The opinion noted that OSF filed its motion for summary judgment almost nine months before the scheduled close of discovery, and despite the pending deposition notices and unresolved issues surrounding production of electronically stored information. OSF’s motion argued that further discovery would be pointless in light of the Supreme Court’s decision in Advocate Health Care Network v. Stapleton and the 10th Circuit’s decision in Medina v. Catholic Health Initiatives.

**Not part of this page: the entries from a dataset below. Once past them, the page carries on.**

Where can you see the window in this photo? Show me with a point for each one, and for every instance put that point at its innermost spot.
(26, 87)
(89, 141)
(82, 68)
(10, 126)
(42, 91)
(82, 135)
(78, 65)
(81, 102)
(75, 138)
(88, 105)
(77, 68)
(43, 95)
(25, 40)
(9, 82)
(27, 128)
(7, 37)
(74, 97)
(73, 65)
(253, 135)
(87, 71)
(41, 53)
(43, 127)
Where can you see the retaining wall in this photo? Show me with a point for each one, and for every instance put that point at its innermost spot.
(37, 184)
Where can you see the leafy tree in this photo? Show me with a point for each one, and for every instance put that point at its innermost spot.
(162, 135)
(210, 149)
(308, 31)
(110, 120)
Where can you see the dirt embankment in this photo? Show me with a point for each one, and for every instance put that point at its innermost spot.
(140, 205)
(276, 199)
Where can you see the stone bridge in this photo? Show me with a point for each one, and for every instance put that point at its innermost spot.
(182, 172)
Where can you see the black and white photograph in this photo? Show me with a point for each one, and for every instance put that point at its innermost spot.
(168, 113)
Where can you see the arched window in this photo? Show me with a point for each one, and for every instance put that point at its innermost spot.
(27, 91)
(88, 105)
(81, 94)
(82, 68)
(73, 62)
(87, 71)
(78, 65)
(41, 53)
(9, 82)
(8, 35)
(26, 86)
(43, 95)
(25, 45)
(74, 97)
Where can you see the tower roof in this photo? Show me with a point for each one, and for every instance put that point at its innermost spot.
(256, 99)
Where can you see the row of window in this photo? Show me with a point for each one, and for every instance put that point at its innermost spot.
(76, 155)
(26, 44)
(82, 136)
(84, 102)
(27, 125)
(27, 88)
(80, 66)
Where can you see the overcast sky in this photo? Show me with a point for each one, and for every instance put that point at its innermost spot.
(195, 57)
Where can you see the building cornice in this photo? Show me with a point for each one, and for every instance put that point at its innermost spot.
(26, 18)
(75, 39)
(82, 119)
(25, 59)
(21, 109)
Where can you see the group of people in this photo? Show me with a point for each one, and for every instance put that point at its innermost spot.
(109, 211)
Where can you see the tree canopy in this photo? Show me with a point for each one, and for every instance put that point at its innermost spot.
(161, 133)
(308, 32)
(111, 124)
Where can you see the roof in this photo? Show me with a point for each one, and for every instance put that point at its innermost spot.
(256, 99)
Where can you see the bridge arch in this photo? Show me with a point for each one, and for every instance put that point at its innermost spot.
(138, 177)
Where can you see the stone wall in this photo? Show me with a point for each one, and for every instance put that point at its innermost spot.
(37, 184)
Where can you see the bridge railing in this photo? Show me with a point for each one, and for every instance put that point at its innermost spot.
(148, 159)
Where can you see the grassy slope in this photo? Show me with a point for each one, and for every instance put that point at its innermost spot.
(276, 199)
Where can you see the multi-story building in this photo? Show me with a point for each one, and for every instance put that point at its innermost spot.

On the question of futility, the 7th Circuit looked into the merits of the case. It disagreed with the plaintiff’s argument that OSF’s plan committees cannot qualify as principal-purpose organizations because they are not juridical entities legally distinct from OSF itself. “The statute notes parenthetically that such an ‘organization’ may be “a civil law corporation or otherwise.” That last word is capacious. It does not require that the organization in question be any particular type of non-corporate legal entity nor, indeed, an entity legally separate from the plan sponsor at all,” the appellate court wrote.

However, it found that further discovery on remand will not be futile. The district court wrote that Medina was “well-reasoned and essentially ‘on all fours’ with this case” and followed Medina in granting summary judgment. Medina presented similar issues in applying the ERISA church plan exemption to a hospital chain affiliated with the Roman Catholic Church, where the plans were administered by internal committees established by the employer.

The 7th Circuit found Medina does not justify the denial of the plaintiff’s Rule 56(d) motion for two related reasons. First, Medina was decided on a motion for summary judgment filed after the parties completed discovery, providing a more complete factual record. Second, the court said it is not prepared, at this point, to commit to the three-part test to determine whether the committees assigned to the plans are “principal-purpose organizations” within the meaning of ERISA, under which, for example, it would not matter if the committees formally charged with plan administration did not actually administer them. “In this case, which presents at least genuine issues of material law, it would be more prudent to know more about the potentially relevant facts before deciding they are not relevant,” the appellate court wrote.

The plaintiff argues that OSF has thus far refused to produce evidence that could show whether the committees that were at least formally charged with administering these plans actually did so in reality. She has offered evidence that the committees met rarely and briefly. According to the record, the committee for the OSF plan met for a total of only 70 minutes over an eight-year period. The committee for the St. Anthony Plan met only twice from 2010 to 2017. The plaintiff argues that this evidence at least suggests that the committees may not be really administering the plans at all, making discovery of internal emails and other communications, and depositions of key personnel, vital to her ability to defend summary judgment, the 7th Circuit determined.

“Smith has alleged OSF is underfunding its pension by nearly half, perhaps jeopardizing the benefits of thousands of hospital and health care employees who depend upon these plans. With such high stakes, beneficiaries are entitled to conduct meaningful discovery before the courts decide legal issues such as whether formal structures are sufficient to satisfy the church plan definition, regardless of day-to-day realities,” the opinion states.

The 7th Circuit vacated the judgment of the district court and remanded the case for further proceedings.